Film Screening of ‘Portrait of a Quest’

Film Screening of ‘Portrait of a Quest’ and discussion with Ekaterina Dimitrova over a glass of wine

11th May 2017, 19:00, Sofia Gallery, London

Book your tickets HERE

‘Portrait of a Quest’ is a 22- minute documentary of Ekaterina Dimitrova on the art and history of the 14thc. Bulgarian Gospels of Tsar Ivan Alexander, provenance: The British Library, written directed and presented by E. Dimitrova. The production of the documentary was made possible with the kind support of the State Cultural Institute of the Bulgarian Ministry of Foreign Affairs, Odysseya-in Agency, and the kind collaboration of the British Library.

Commissioned in 1355 for the then ruler of Bulgaria – Tsar Ivan Alexander, the manuscript was written in just one year by a single scribe, Simon, and illuminated by anonymous monks-artists of the Turnovo school, the Bulgarian capital and ecclesiastic centre of the time.

It comprises of 286 quarto format velum folios and has a magnificent appearance in its original crimson leather binding.

Over the folios alongside the Cyrillic texts of the Four Gospels are positioned 367 frieze miniatures, illustrating the story of Christ and his disciples. The extraordinary value of this manuscript comes not only from the immense number of illuminations, but especially – from their outstanding artistic standard and comprehensive stylistics. Indeed – along with the ecclesiastic style of the Comnenian period is found the minimal approach of the archaic time, while an innovative hand has left for prosperity some remarkable renaissance images.

It all comes to testify for the dedication and the absorbing mind-process behind the creation of a masterpiece.  The Gospel of Tsar Ivan Alexander is such universal masterpiece.

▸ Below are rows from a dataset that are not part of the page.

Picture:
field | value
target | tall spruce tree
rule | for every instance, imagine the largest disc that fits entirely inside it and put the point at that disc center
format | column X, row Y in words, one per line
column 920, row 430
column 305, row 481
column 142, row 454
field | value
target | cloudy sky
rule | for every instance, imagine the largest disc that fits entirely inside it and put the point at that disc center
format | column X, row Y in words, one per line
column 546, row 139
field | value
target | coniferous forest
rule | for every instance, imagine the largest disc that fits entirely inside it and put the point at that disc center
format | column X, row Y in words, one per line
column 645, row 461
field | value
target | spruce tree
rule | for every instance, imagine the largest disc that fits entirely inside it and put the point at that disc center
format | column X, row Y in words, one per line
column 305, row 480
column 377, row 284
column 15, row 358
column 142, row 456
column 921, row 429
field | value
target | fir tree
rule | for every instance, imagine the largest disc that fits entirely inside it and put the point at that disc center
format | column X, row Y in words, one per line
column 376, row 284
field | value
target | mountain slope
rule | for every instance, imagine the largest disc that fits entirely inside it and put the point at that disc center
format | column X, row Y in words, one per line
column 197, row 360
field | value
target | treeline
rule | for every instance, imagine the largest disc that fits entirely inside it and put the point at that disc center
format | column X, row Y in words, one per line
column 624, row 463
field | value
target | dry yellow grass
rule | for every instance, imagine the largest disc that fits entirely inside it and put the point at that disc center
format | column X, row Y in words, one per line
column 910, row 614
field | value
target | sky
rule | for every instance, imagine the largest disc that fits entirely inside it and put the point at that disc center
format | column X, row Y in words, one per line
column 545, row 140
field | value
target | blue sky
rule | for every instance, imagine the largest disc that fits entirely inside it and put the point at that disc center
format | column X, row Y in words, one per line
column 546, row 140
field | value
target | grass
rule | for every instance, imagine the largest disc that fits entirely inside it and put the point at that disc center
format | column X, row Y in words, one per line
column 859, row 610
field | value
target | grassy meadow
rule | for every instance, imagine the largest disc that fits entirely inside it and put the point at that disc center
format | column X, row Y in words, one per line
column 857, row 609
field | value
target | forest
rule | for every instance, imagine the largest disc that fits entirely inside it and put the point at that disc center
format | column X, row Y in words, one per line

Robert Curzon, an Oxford student of the letters, who found the manuscript on Mount Athos in 1837, after its previous survival journey through Moldova, is the first to have expressed an exalted opinion on its profound artistic significance for the European cultural heritage:

“The book is altogether one of the most curious monuments of bygone days to be found in any library in Europe”

Furthermore, Curzon also fixed its place within the world of antiquities:

“The manuscript was quite full of illuminations from beginning to end. I had seen to book like it anywhere in the Levant”

Today, 660 years after its creation, now a supreme antique monument, still in its original binding, fully preserved, delivering the finest standards of its time, the Gospels of Tsar Ivan Alexander stands as a crowning achievement, and sublime symbol of the final flourishing of the Bulgarian Mediaeval culture.

Ekaterina Dimitrova is an MA graduate in Philology and Philosophy from the University of Sofia, Diploma holder in Sanskrit from the University of Delhi and a qualified TEFL of UK tutor and translator. At present she is working on her PhD theses on comparative linguistics that includes Sanskrit, Bulgarian and English.

Dimitrova has thought researched and published on Bulgarian Language and culture at Universities of Sofia, Delhi and London and is a member of the Slavonic and East European Medieval Studies Group UK.

She has worked as a contributor to the cultural program of the Bulgarian Section of the BBC World Service and as a senior lecturer in English at NSA.

Dimitrova is author of the Monograph “The Gospels of Tsar Ivan Alexander”, published by The British Library in 1994 in their representative series Manuscripts in Color, and later acknowledged by Questia digital library at position 9 in their classification 16 of the Best Publications on Illuminated Manuscripts.

Dimitrova’s contribution to the popularization of the medieval heritage comprises of two documentaries: Portrait of a Quest – dedicated to The Gospels of Tsar Ivan Alexander, provenance: the British Library, and Meanders of History – dedicated to The Chronicle of Manasees, provenance: Biblioteca Apostolica Vaticana.

She has written a script about the third emblematic 14thc. Bulgarian book – the Tomic Psalter, provenance: Moscow National Museum, and is aiming at making it into a documentary, thus completing the collection of the Turnovo school’s iconic manuscripts.